[md PATCH 18/22] raid: improve MD/raid10 handling of correctable read errors.

[NeilBrown <neilb@suse.de>]

From: Robert Becker <Rob.Becker@riverbed.com>

We've noticed severe lasting performance degradation of our raid
arrays when we have drives that yield large amounts of media errors.
The raid10 module will queue each failed read for retry, and also
will attempt call fix_read_error() to perform the read recovery.
Read recovery is performed while the array is frozen, so repeated
recovery attempts can degrade the performance of the array for
extended periods of time.

With this patch I propose adding a per md device max number of
corrected read attempts.  Each rdev will maintain a count of
read correction attempts in the rdev->read_errors field (not
used currently for raid10). When we enter fix_read_error()
we'll check to see when the last read error occurred, and
divide the read error count by 2 for every hour since the
last read error. If at that point our read error count
exceeds the read error threshold, we'll fail the raid device.

In addition in this patch I add sysfs nodes (get/set) for
the per md max_read_errors attribute, the rdev->read_errors
attribute, and added some printk's to indicate when
fix_read_error fails to repair an rdev.

For testing I used debugfs->fail_make_request to inject
IO errors to the rdev while doing IO to the raid array.

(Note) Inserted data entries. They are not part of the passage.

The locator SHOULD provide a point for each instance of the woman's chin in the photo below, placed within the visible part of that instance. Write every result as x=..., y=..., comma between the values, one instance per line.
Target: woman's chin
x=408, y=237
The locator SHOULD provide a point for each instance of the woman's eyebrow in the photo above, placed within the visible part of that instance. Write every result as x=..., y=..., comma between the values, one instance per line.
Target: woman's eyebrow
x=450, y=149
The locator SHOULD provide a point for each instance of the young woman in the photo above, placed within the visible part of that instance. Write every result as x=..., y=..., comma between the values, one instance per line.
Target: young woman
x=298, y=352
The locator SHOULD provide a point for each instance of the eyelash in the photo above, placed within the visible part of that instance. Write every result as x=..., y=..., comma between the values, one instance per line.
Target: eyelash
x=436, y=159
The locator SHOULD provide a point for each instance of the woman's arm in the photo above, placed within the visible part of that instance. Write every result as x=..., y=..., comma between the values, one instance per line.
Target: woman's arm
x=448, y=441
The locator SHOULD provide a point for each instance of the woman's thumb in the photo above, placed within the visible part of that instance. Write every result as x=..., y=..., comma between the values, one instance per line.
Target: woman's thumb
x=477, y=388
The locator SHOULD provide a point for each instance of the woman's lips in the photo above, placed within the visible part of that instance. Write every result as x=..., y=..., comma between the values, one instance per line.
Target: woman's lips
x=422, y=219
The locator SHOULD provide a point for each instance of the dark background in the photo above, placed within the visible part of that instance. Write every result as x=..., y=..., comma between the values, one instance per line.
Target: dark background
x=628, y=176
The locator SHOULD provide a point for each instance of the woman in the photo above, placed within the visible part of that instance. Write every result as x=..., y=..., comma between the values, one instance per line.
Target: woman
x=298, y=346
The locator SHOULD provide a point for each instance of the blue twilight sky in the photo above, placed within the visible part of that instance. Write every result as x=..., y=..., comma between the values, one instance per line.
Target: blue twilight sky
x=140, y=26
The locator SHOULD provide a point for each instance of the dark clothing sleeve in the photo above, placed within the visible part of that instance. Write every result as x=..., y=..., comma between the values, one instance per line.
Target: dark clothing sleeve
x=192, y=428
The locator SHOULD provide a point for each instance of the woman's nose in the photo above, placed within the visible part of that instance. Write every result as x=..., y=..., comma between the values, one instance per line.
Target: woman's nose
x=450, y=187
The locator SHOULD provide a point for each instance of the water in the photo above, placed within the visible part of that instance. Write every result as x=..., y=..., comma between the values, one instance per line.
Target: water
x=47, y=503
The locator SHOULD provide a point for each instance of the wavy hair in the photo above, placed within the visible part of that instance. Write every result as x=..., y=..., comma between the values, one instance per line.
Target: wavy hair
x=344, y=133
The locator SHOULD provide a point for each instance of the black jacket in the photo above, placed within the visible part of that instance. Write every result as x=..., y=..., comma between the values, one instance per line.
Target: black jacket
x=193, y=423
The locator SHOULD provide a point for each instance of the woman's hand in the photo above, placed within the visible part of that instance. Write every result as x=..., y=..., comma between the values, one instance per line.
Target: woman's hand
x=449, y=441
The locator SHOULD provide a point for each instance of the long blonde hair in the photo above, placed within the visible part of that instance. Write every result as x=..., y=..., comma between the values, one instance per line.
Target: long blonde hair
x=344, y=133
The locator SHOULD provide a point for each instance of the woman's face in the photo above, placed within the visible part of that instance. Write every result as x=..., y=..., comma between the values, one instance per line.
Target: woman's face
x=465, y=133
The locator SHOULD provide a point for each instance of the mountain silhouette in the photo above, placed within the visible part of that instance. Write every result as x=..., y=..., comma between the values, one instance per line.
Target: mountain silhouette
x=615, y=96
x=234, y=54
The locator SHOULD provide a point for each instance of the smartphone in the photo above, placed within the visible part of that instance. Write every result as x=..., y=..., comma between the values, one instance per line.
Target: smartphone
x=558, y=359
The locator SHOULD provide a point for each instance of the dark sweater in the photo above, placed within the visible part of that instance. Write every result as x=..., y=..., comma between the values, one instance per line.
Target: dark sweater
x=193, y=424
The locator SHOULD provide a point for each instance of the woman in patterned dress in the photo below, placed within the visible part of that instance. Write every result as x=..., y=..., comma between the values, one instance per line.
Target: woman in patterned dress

Signed-off-by: Robert Becker <Rob.Becker@riverbed.com>
Signed-off-by: NeilBrown <neilb@suse.de>
---
 drivers/md/md.c     |   34 +++++++++++++++++++++++
 drivers/md/md.h     |    4 +++
 drivers/md/raid10.c |   74 +++++++++++++++++++++++++++++++++++++++++++++++++++
 3 files changed, 112 insertions(+), 0 deletions(-)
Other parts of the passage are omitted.